Quadratic expressions are polynomials of degree two, where the highest power of the variable (usually x) is two.
The general form of a quadratic expression is: ax^2 + bx + c, where a, b, and c are constants.
Examples of quadratic expressions include: x^2 + 4x + 4, 2x^2 - 3x - 1, and x^2 - 2x - 3.

Factorising a quadratic expression involves expressing it as a product of two binomials.
The general form of a factorised quadratic expression is: (x + p)(x + q), where p and q are constants.
To factorise a quadratic expression, find two numbers whose product is the constant term (c) and whose sum is the coefficient of the linear term (b).
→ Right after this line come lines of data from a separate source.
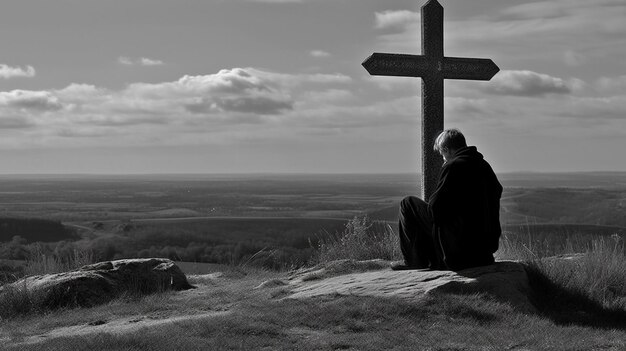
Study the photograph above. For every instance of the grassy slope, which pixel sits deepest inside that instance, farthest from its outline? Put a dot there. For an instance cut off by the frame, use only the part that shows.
(231, 314)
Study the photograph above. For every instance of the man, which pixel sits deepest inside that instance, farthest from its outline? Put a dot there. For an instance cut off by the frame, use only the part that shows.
(460, 225)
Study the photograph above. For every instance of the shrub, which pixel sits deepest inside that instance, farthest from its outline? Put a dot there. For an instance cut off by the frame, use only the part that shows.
(40, 262)
(362, 239)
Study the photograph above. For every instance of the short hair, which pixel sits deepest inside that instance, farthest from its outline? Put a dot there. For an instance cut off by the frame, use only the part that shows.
(449, 139)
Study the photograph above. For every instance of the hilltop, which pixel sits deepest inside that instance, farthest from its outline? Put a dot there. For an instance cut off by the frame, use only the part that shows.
(248, 308)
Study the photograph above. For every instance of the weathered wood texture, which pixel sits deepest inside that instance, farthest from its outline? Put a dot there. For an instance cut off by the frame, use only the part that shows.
(433, 67)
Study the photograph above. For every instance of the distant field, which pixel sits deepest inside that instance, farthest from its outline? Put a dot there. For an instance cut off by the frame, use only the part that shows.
(230, 218)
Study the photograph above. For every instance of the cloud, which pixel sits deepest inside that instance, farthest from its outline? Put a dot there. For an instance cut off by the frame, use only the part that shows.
(142, 61)
(529, 84)
(612, 85)
(150, 62)
(12, 72)
(30, 100)
(319, 53)
(396, 19)
(229, 106)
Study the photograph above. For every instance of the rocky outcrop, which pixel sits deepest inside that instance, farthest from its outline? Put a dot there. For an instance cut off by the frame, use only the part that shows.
(101, 282)
(505, 281)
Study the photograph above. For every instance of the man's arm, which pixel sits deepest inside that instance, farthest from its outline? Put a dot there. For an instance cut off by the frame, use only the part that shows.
(441, 200)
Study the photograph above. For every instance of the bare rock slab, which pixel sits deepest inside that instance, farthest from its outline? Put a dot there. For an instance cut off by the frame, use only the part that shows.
(505, 281)
(102, 282)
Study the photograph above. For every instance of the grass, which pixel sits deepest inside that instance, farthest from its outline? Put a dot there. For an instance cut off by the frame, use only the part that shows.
(582, 303)
(362, 239)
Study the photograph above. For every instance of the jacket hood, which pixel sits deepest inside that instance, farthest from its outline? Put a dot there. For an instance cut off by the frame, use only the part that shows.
(468, 152)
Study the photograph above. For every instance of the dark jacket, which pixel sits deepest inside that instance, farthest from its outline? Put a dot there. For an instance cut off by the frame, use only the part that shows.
(465, 208)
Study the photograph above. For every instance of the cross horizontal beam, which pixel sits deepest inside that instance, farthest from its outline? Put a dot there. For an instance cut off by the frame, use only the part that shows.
(403, 65)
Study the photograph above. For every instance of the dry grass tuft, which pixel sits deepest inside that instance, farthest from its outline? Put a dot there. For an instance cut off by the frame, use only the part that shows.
(362, 239)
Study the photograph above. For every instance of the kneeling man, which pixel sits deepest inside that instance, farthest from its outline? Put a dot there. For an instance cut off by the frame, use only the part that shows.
(459, 227)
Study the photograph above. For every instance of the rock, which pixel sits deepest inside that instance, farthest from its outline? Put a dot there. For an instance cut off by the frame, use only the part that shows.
(101, 282)
(505, 281)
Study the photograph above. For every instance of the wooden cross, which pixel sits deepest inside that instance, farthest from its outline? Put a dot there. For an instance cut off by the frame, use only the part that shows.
(433, 67)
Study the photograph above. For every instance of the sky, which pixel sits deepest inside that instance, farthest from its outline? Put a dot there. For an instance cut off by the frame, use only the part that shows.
(277, 86)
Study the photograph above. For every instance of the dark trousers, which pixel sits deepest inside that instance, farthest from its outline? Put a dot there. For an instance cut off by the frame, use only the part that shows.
(418, 245)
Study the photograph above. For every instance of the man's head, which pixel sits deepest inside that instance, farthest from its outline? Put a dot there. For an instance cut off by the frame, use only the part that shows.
(448, 142)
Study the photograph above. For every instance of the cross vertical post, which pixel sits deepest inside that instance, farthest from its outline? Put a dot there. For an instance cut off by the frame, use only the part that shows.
(432, 95)
(433, 67)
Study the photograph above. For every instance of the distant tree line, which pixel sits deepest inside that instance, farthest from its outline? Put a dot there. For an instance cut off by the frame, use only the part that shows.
(35, 229)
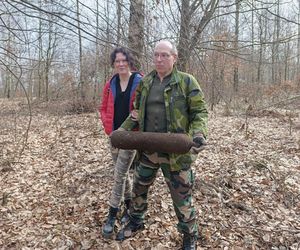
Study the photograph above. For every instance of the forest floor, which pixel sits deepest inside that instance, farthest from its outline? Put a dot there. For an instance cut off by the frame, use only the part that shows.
(54, 186)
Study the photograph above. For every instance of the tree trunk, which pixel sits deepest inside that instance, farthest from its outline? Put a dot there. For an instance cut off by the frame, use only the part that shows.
(136, 30)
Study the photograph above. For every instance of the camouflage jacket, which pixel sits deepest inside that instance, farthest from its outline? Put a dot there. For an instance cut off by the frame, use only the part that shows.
(185, 110)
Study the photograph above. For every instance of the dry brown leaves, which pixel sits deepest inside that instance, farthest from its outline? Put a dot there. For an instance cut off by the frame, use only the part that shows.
(54, 196)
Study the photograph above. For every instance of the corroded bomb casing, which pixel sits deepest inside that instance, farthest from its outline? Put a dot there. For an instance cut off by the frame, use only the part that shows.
(151, 141)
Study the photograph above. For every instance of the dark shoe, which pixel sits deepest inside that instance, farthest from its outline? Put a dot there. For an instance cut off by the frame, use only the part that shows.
(189, 242)
(129, 230)
(124, 217)
(108, 228)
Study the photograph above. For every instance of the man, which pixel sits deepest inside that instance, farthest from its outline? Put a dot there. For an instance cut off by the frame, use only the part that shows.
(167, 100)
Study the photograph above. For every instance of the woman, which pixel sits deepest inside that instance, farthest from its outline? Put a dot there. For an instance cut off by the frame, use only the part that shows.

Examples of factorising quadratics include:
- x^2 + 5x + 6 = (x + 3)(x + 2)
- x^2 - 4x - 3 = (x - 3)(x + 1)

Cubic expressions are polynomials of degree three, where the highest power of the variable (usually x) is three.
The general form of a cubic expression is: ax^3 + bx^2 + cx + d, where a, b, c, and d are constants.
Examples of cubic expressions include: x^3 + 2x^2 - 7x - 1, 2x^3 - 3x^2 - 5x + 2, and x^3 - 2x^2 - 3x + 1.
Factoring cubic expressions can be more complex than quadratic expressions and may require the use of algebraic methods such as the Rational Root Theorem.